Vou fazer uma inversão de marcha e confiar no meu bom senso... ora se quando eu comecei o tratamento com o dr N., farrapito que eu estava, ele me receitou 100+100 mg de sertralina, 5mg de diazepan ao jantar, e 100mg de trazodona ao deitar (acompanhado ou não de cymerion, a usar em caso de sos) e a coisa funcionou, porque diacho é que eu hei-de empaizinar-me com 100 mg de sertralina +40 mg de pacinone, repete os 40mg de pacinone ao jantar e ao deitar, amando-lhe com 30g de Mirtazapina + 50 mg de Seroquel SR (acompanhado de cymerion, se eu achar que sim).

Ora, BATATAS!

Volto à casa da partida e nem quero os duzentos euros.
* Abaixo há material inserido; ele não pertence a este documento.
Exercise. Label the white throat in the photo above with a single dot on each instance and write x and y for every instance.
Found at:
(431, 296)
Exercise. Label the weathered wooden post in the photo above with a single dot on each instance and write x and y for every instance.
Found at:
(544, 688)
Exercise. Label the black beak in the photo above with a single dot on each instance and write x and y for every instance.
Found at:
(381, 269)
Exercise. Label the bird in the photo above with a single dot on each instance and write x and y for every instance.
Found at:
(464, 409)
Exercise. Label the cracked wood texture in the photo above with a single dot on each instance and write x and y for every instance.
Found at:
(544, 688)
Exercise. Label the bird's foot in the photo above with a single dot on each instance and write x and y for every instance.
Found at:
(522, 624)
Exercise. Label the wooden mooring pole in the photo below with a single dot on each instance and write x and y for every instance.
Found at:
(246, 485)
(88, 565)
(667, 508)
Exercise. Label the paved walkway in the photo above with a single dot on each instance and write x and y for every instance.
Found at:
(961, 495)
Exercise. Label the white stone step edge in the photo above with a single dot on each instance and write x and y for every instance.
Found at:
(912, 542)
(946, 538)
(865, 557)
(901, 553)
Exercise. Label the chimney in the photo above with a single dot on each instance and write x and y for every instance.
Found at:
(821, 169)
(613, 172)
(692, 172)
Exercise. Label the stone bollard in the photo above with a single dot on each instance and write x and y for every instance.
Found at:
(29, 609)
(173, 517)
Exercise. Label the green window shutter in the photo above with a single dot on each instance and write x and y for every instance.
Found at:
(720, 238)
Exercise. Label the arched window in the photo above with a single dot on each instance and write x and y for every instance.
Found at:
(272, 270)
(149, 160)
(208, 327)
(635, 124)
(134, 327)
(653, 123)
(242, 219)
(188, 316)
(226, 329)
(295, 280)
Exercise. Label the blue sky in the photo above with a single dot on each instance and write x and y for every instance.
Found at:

Fico-me pelos 200mg (100+100) de sertralina/dia, 5mg (ou 10) de diazepan ao jantar e 100mg de trazodona mais um cymerion ao deitar (desmamar este último, à partida, no prazo de um mês, tops).

Canudo, lido com esta porcaria há 32 anos, GARANTO QUE ESTE NÃO É o tratamento que necessito. Ó sô tôr, foi um nadinha (tipo 180º) ao lado...

Desculpem o testamento. Mas ficou registado porque posso vir a necessitar de verificar datas e outros pormenores.

 

 

Ciao, belli!

 

* se isto á assim com a 'dosagem baixa, imaginem o senhor aumentar a dita!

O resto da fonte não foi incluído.